The narrowing of the Urals-Brent spread is an example of the general market trend towards a lower discount for medium-sour crudes relative to light sweet crudes. (“Medium” and “light” refer to the gravity of the crude; “sweet” and “sour” refer to the sulfur content.) The price of medium-sour crude is rising more than the price of light-sweet oil. The Russian Urals are moderately sour. Brent is sweet-light.
David Fyfe, chief economist at Argus, told FreightWaves: “We have real physical tension in medium-sour crude, in part because of the diversion of long-haul Russian crude to Asia. More crude on the water equals a tighter rapid supply.
“And in addition to Saudi and Russian supply restrictions in July and August, we halted Canadian crude production and several months of closure of Iraqi exports from Kirkuk.

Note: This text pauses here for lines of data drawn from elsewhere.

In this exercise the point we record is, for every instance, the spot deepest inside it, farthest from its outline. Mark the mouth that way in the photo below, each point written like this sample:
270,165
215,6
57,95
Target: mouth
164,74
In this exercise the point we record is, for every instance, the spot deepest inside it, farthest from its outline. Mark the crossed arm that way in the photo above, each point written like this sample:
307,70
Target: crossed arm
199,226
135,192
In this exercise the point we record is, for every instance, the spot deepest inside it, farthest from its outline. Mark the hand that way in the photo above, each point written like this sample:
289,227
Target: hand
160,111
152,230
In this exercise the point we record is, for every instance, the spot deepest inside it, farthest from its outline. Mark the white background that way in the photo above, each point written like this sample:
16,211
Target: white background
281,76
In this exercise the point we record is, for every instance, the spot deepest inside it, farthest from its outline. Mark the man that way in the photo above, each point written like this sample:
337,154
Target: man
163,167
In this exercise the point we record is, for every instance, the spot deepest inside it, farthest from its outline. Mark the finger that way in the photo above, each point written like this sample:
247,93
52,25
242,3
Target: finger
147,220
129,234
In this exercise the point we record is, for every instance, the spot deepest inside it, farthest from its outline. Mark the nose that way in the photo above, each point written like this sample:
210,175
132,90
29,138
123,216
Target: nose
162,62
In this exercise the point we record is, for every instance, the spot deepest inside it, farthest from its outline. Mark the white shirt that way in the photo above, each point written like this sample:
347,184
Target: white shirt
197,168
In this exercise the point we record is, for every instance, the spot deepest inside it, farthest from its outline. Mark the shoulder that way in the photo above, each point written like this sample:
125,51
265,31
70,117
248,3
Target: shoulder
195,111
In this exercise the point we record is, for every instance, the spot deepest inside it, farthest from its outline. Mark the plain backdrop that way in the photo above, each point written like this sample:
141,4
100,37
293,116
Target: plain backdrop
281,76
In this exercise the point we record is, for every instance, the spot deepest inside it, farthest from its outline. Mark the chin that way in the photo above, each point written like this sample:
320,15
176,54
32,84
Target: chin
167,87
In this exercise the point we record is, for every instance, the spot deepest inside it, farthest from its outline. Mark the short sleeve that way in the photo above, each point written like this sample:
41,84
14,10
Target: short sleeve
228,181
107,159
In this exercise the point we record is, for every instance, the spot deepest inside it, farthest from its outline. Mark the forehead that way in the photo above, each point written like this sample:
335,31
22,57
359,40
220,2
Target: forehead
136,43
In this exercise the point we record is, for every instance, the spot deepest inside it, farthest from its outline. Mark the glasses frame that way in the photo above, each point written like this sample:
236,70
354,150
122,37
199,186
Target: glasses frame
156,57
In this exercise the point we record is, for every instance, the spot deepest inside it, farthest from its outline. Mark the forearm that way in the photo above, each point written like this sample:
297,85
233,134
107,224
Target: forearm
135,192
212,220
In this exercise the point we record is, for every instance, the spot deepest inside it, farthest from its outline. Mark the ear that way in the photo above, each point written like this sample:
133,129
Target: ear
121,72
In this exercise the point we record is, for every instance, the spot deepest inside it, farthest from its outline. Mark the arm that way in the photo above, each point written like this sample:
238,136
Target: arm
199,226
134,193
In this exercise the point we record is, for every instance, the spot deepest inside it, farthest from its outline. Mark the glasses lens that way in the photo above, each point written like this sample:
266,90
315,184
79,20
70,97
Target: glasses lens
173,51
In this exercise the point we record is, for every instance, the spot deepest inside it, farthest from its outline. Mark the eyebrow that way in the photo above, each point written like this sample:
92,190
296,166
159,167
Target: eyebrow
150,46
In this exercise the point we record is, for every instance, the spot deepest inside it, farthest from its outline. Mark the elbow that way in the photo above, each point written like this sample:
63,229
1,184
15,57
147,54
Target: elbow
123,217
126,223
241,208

As a result, medium to heavy sour crude prices appreciated by compared to slightly soft references.”
According to data from Argus, Russia’s Urals discount to Brent rose from next to nothing to around $40 a barrel in the days following the invasion of Ukraine. After plummeting in mid-2022, the discount hit $40 a barrel again in January following the EU’s ban on Russian crude imports and G-7 price caps. Since then, the discount has been halved, to $20 a barrel.